Reputation is the estimation or opinion in which a person, a company or a product is commonly held, by others. As we progress through life, we develop beliefs, values and behaviours that distinguish our character and it’s our character that defines who we are and what we stand for.
However, our reputation is something quite different. It’s driven by other people’s perception of our character and it is the by-product of the behaviour that we demonstrate repeatedly over time. It is the result not so much of what we say and do, but of what other people think and say about what we say and do.
It’s often said that our reputation precedes us and for this reason it is incredibly important, especially in business. It is a great time-saver because it means that we don’t have to develop relationships with each and every person, company or product in order to make an assessment. If you look around you now at both your immediate and wider network, there will be some people with whom you identify based mainly, if not solely, on their reputation. Some of them you will have positive impressions of and perhaps even feel comfortable recommending to others, even though you haven’t had any direct contact with them. If you removed reputation from the equation, many of these people would simply be strangers with whom you have little way of relating.
Similarly, we are being evaluated every day by our peers, our clients and our friends both individually, and based on our associations with other people and groups. People are making judgements about us all the time based on their perception of who we are and what we stand for, and those judgements are often articulated to other people who then make judgements based on what they perceive and so it goes on. Perception is reality and so often reputation precedes reality, and that’s why it is so important.
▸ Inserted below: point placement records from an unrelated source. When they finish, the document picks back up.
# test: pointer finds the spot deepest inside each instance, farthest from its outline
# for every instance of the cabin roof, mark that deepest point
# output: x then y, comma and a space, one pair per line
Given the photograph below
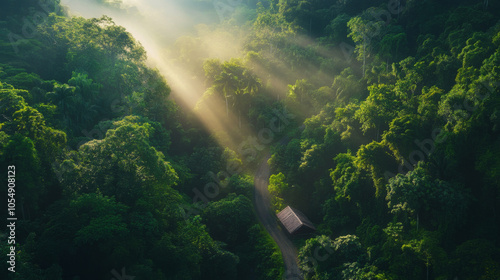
293, 220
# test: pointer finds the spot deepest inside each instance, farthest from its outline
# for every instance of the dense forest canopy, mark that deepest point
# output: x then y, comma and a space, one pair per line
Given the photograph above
136, 129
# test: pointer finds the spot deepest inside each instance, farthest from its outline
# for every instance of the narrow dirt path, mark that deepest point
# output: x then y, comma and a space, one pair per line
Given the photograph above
268, 219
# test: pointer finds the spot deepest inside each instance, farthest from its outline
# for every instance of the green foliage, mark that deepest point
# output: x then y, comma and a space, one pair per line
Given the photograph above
277, 187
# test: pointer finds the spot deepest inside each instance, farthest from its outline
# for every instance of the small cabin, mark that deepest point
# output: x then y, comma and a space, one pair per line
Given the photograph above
295, 222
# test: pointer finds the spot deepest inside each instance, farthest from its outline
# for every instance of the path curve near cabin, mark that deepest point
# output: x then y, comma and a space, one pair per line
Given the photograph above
266, 216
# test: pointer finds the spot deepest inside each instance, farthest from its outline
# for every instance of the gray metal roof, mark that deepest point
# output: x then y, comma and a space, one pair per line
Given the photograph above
293, 220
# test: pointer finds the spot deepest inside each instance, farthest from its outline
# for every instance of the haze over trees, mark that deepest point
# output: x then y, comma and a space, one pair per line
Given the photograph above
382, 119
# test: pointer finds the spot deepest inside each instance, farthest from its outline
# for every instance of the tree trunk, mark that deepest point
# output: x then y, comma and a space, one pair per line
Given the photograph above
227, 109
A ‘helpful’ reputation is one that is consistent regardless of the social group (work, social, family etc.) and which is formed through repeated, consistent behaviour over time. When your reputation is helpful it supports you, and when it is not, it closes doors.
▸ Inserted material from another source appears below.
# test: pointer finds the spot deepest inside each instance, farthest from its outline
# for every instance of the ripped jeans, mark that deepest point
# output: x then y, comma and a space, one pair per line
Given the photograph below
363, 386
What can you do to ensure that your reputation is ‘helpful’?
Think about who you are and what you stand for and write those things down. Now think about what you want to achieve in your life, business and/or career and write those things down. Then think about how your current behaviour represents who you are and supports your goals: in your life, in your business, in your career, in your network and in your social interactions. Does your behaviour back-up who you present yourself to be?
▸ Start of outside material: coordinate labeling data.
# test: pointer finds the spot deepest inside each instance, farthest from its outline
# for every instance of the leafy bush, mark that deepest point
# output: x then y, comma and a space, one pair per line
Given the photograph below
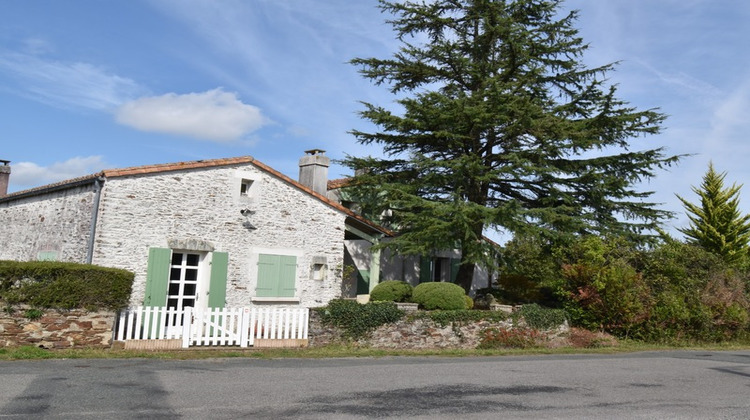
515, 338
541, 318
391, 291
59, 285
33, 314
469, 302
438, 295
357, 320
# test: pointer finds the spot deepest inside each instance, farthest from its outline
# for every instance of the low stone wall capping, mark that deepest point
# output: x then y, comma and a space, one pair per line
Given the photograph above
56, 329
409, 334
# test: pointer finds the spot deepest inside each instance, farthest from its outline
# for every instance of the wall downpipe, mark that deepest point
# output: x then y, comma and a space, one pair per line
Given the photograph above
98, 183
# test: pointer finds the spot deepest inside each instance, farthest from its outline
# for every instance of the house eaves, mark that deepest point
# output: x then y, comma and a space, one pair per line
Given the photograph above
352, 217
Now answer the following questions:
- What do you think other people think of you?
- What things do you know other people say about you?
- What things have been written about you, or relayed back to you?
- What do you know you are you ‘known’ for?
- How would you describe your reputation?
Once you have answered these questions, put a star next to the things about your current reputation that you are happy with, and circle the ones you’re not.
Now answer the following questions:
- What do you want people to think of you?
- What do you want people to say about you?
- What do you want people to read and hear about you?
- What do you want to be ‘known’ for?
What are the gaps? What reputational qualities do you want to create? Write them down. And then write down the behaviour changes you need to make to make that happen. Ensuring that your behaviour reflects the things that are important to you, both in terms of how you are perceived and also in terms of what you need to ‘do’ to achieve your goals, will ensure that your reputation supports you in doing so.
It’s not enough to simply BE that person. You need to be SEEN to be that person too.